Hello and welcome to Simmer and Stir: the blog all about wholesome recipes and tips for a safer and healthier kitchen.  I love creating recipes with whole and healthy ingredients and educating people about the science of cooking, nutrition and food safety. I also love putting  a new spin on classic recipes to make them easier to cook and just a little bit healthier for stronger, happier bodies and digestive systems.

I’ve always loved to cook.  By the time I was 11 years old, I would get up early every Sunday morning to make my parents and brothers homemade waffles before church.  Even at that tender age, I was sure to whip the egg whites to soft peaks by hand for extra fluffy waffles.  While most kids were watching cartoons after school, I watched an equal measure of “Great Chefs” on PBS.  That was before the Food Network was even invented.  During high school and college, I worked part-time at snack bars and in dining halls.  At one point, I was even a line cook at one of my campus cafeterias. When stuck on campus one Thanksgiving weekend, I hosted a “Friendsgiving” with the other holiday refugees, complete with homemade Parker House rolls.

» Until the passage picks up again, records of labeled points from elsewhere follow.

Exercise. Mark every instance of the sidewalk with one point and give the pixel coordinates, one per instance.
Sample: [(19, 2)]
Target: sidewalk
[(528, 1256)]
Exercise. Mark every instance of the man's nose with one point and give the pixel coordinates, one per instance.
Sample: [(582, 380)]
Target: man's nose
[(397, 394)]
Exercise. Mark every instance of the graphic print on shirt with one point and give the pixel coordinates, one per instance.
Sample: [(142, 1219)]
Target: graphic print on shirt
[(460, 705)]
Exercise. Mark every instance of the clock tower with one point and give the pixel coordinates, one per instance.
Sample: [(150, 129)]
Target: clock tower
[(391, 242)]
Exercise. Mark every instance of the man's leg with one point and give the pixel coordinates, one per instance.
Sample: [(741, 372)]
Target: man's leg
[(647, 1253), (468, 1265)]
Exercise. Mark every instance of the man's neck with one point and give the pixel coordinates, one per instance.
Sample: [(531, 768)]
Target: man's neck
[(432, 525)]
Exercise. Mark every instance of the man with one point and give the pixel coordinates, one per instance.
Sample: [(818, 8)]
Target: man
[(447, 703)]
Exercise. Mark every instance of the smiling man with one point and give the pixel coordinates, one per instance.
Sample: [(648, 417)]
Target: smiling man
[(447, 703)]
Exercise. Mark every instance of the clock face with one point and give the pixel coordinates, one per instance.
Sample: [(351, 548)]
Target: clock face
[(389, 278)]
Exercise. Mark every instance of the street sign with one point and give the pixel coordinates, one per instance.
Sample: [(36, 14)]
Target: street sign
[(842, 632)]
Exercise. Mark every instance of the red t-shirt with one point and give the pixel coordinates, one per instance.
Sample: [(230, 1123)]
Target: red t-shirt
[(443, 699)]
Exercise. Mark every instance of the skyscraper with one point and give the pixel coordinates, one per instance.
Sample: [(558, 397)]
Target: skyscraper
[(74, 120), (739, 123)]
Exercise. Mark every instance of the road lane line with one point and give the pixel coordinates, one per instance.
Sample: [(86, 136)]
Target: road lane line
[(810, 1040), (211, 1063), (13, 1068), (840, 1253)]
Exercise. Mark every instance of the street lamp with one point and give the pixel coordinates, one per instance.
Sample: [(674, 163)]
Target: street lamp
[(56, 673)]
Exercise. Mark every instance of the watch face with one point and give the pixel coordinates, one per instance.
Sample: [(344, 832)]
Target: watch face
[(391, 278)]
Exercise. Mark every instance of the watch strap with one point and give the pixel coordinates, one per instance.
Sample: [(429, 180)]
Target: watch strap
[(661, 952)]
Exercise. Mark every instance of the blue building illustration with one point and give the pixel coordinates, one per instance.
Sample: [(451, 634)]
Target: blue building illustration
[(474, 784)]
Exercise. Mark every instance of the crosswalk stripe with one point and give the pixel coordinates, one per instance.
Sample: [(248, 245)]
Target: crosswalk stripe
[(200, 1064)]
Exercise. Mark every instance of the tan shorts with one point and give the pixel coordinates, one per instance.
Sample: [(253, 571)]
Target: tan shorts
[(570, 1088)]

Life moved on and I moved on to graduate school and to the usual office jobs that are expected of all college graduates.  Still—I loved to cook.  During my vegetarian phase (otherwise known as 2 years without a cheeseburger) I explored making satisfying dishes with complete proteins that my family would still enjoy.  Throughout the years I became known for my cakes, pies and cookies and many other desserts.  I’ve had marriage proposals over citrus pound cake, requests to post pictures of my bourbon caramel carrot cake on social media and thank you notes from strangers who were passed my salad dressing recipe by a friend of a friend.  After many requests for recipes and finally overcoming my fear of the internet (tin foil hat retired, thank you very much), I decided it was time to share my recipes and my approach to balanced eating with more than just my friends and family.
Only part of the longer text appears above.